This Manual of Style is not about the use of "the". It is about capitalization. This is a valid example because some people will write "the Ohio State University" whether we like it or not, especially if they are university staff. The important thing from the perspective of this MoS is that they not write "The Ohio State University" (unless they are beginning a sentence with it).
The argument over whether to use "the" or not belongs elsewhere, not here. Ground Zero | t 18:56, 2 October 2022 (UTC)
I think you're missing part of what I said. I totally agree that "The argument over whether to use "the" or not belongs elsewhere, not here." This section is about capitalization, not "the". That is why I'm saying that this is not a good example to put here. I'm not saying we should change it to say "researchers at Ohio State University". I'm saying we should change the example so that it does not appear to express an opinion either way about whether to include "the" or not for that particular institution. Some other institutions that use "The" with caps in self-published content include The University of Texas at Arlington ("Founded in 1895, The University of Texas at Arlington is a Carnegie Research 1 institution ..."), The University of Texas at Austin ("Like the state it calls home, The University of Texas at Austin is a bold, ambitious ..."), and The Chicago School of Professional Psychology ("By integrating physical and mental well-being, and combining theory with hands-on experience, The Chicago School is a leading ...". I think
UT Austin would be a better choice than OSU. —⁠ ⁠BarrelProof (talk
) 19:57, 4 October 2022 (UTC)
On the contrary, it is a good example because without this specific guidance it is likely that OSU-enthusiasts will capitalize the the, and we should tell them not to in this case and in any similar case. Switching to another example would likely be seen as confirmation by them that (contrary to what we want) OSU should somehow be treated as special and different. —David Eppstein (talk) 19:59, 4 October 2022 (UTC)
I can see the points being made by both BarrelProof and by David. The solution might be to retain the example of OSU because it serves a specific purpose but to add another example where the would be the natural construction. Cinderella157 (talk) 00:33, 5 October 2022 (UTC)
Agreed. The example is important for forestalling a topically specific bad habit but is not really the most illustrative of regular enc. writing. There's no hurry though; pending resolution of the discussion above below this one, the Church of Jesus Christ of Latter Day Saints may be the ideal additional example.  — SMcCandlish ¢ 😼  06:43, 23 October 2022 (UTC)
 Done: Per this discussion and the related RfC, I've replaced the OSU example with an LDS example [5].  — SMcCandlish ¢ 😼  23:26, 10 November 2022 (UTC)

RfC on mid-sentence and mid-article title capitalization of the in the full name of the LDS Church

The following discussion is closed. Please do not modify it. Subsequent comments should be made on the appropriate discussion page. No further edits should be made to this discussion.
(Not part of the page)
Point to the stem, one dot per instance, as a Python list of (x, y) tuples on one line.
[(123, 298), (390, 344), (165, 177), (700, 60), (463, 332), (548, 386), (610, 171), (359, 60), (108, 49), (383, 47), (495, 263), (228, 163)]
Should [T]the be capitalized mid-sentence and mid-article title when referring to [T]the Church of Jesus Christ of Latter-day Saints? Please respond Capitalize or Lower case and explain as you desire. There is an additional section below for discussion and alternatives.

Sentence examples:

  • The history of The Church of Jesus Christ of Latter-day Saints includes ... .

or

  • The history of the Church of Jesus Christ of Latter-day Saints includes ... .

Article title examples:

  • History of The Church of Jesus Christ of Latter-day Saints

or

  • History of the Church of Jesus Christ of Latter-day Saints

The text above, and the notifications and headings below were developed and finalized at User:SchreiberBike/Workspace/Mid-sentence and mid-article title capitalization of the in the full name of the LDS Church and the associated talk page. That proposal was announced on this page above. SchreiberBike | ⌨  12:35, 23 October 2022 (UTC)

Notifications

The following pages have been notified:

Responses

User:Awilley - Style guides is a good idea, though in this topic the Salt Lake Tribune would seem more authoritative. Can you provide links to the style guides you mention ? That of LDS is here and here, and for AP is mentioned here, both seem for capitalised “The”. Chicago manual of style I think is the other way, but I have no link. Cheers Markbassett (talk) 14:04, 29 October 2022 (UTC)
  • Yes, it's clear that different publishers have different styles. Wikipedia has an articulated style, too, so we might as well follow it. Wikipedia style does not include any special treatment for wikilinked vs plain text. Dicklyon (talk) 04:26, 27 October 2022 (UTC)
Since "
Church of Jesus Christ of Latter-day Saints" redirects to the LDS article, one simply has to type "the [[Church of Jesus Christ of Latter-day Saints]]" to avoid the awkward inclusion of "the" in the link. Deor (talk
) 14:23, 27 October 2022 (UTC)

Discussion and alternatives

The discussion above is closed. Please do not modify it. Subsequent comments should be made on the appropriate discussion page. No further edits should be made to this discussion.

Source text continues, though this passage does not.